The three-week trial drew several comparisons to Van Dyke’s case, with both marking a rare instance in which a police officer in the United States has been convicted of an on-duty murder. Van Dyke’s jury deliberated for roughly the same amount of time as Chauvin’s panel, and both cases hinged on damning video evidence.

Dan Herbert, who represented Van Dyke, said he believes Chauvin was guilty of a crime, but questioned prosecutors’ decision to charge him with two counts of murder along with manslaughter.

“Manslaughter, I wouldn’t argue with any of that. He clearly did that, committed it,” he said.

But in Herbert’s view, the murder charges were not appropriate for the specific circumstances of Floyd’s death, and that could make Chauvin’s convictions on those counts vulnerable to be reversed on appeal.

Herbert was careful to say he did not reach that conclusion out of sympathy for Chauvin, who he said “has done more to set back law enforcement than any individual in decades.”

“It’s just (that) I don’t think the rule of law was followed,” Herbert said. “And nobody seemed to care because it’s a police defendant, which I think is troubling.”

At the start of the trial, the Rev. Marshall Hatch traveled to Minneapolis and walked the neighborhood where Floyd was murdered. Even knowing the strong evidence that would be presented, Hatch said he was unsure of the outcome at the time.

“As a Black man, I am always skeptical about if justice (will) be served, even with a video,” said Hatch, senior pastor of the New Mount Pilgrim Missionary Baptist Church in Chicago’s West Garfield Park neighborhood. “And it would have been very difficult for this country for this conviction to not happen. The whole world saw a crime being committed.”

Hatch said he draws hope from the diverse Chauvin jury, which included four Black members, six white and two people who identify as multiracial. From his standpoint, the panel represents what could be possible if prosecutors, police departments and judiciaries were equally inclusive.

“We’ve made a case here for what could happen if we really pursued a multiracial democracy,” Hatch said. “We could actually have a more just criminal justice system.”

Others were more skeptical about the verdict and what it could mean for future generations.

Dominique Franklin Sr., whose son died after being Tasered by a Chicago police officer in 2014, said he was “not impressed” with the conviction, because he felt the criminal justice system only responded out of political pressure.

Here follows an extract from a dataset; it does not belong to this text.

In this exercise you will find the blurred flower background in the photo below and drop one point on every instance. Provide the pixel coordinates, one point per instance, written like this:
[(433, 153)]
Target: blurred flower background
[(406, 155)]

Like Floyd, his 23-year-old son, Dominique Franklin Jr., died after police responded to a report of a minor offense.

His son fled as officers tried to arrest him for the alleged theft of a bottle of vodka from a downtown convenience store. An officer deployed his Taser, and Dominique Franklin Jr. fell and hit his head.

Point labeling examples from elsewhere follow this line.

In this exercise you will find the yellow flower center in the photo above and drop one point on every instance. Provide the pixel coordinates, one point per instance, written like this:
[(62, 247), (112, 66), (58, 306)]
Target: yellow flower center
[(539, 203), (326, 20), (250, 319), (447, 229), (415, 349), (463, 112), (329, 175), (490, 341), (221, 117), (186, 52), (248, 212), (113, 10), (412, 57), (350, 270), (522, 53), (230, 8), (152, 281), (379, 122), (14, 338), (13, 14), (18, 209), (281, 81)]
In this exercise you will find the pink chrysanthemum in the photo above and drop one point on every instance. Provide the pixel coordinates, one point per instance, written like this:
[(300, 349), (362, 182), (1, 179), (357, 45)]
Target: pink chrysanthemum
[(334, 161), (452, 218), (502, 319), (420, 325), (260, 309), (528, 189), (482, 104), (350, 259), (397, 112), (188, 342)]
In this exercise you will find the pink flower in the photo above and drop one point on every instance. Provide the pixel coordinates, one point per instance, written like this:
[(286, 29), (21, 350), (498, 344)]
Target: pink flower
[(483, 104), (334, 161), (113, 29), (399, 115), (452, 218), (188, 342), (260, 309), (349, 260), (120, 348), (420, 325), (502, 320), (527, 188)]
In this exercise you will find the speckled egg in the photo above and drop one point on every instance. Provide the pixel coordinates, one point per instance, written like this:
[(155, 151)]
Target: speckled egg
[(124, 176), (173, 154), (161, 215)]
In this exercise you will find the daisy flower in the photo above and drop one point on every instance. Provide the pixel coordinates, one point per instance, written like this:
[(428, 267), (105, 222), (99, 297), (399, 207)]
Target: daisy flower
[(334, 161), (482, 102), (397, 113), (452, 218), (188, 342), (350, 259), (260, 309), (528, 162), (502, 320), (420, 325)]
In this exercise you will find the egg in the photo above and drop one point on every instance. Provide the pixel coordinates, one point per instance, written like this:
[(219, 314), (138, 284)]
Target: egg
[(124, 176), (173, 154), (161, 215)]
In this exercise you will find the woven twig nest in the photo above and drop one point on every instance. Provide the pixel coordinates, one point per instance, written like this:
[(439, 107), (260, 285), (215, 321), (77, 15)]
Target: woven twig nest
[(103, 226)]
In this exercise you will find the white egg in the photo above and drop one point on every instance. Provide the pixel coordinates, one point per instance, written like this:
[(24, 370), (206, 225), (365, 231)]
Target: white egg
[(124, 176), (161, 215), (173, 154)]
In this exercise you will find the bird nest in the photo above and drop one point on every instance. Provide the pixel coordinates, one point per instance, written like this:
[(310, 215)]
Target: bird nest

The father said it is frustrating and exhausting to consistently see images of Black people being killed by police. He pointed to Floyd’s cries for his dead mother as the officer knelt on his neck, saying “I couldn’t explain the terror you must have had to call on someone to help you that’s already dead.” He said he’s constantly reminded of his son’s death by other acts of violence by police.

“You don’t get to move on. It happens every day,” Franklin said. “Every time you see it, you have to relive what you went through. Mentally, you never get to heal and move on.”

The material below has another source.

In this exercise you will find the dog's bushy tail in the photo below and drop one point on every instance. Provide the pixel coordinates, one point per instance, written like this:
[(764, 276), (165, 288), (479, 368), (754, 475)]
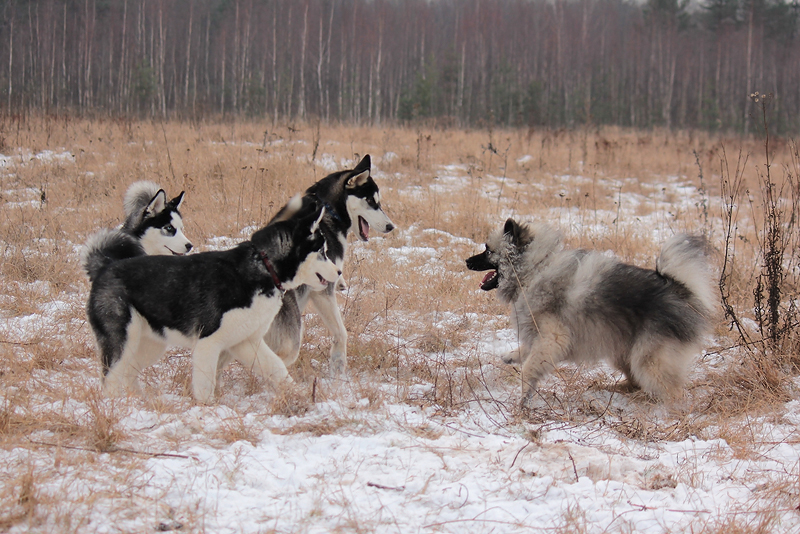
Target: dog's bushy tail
[(105, 247), (684, 258)]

The father of Jacob Blake, who was shot in the back seven times in August by a Kenosha police officer, said the verdict “is not a stride, it’s a step.” He said he has spoken with Floyd’s brother Philonise almost every day during the trial and believes that justice was served.

But until the country passes major reforms — including the George Floyd Justice in Policing Act that was passed by the U.S. House of Representatives earlier this year and has not yet gone to the Senate — the problems will persist.

“I’m ecstatic that George got justice, but I understand the system that we’re up against,” said Jacob Blake Sr., whose family has deep roots in the Evanston community. “I’m not persuaded by what happened today. I understand that we still have a long, long way to go.”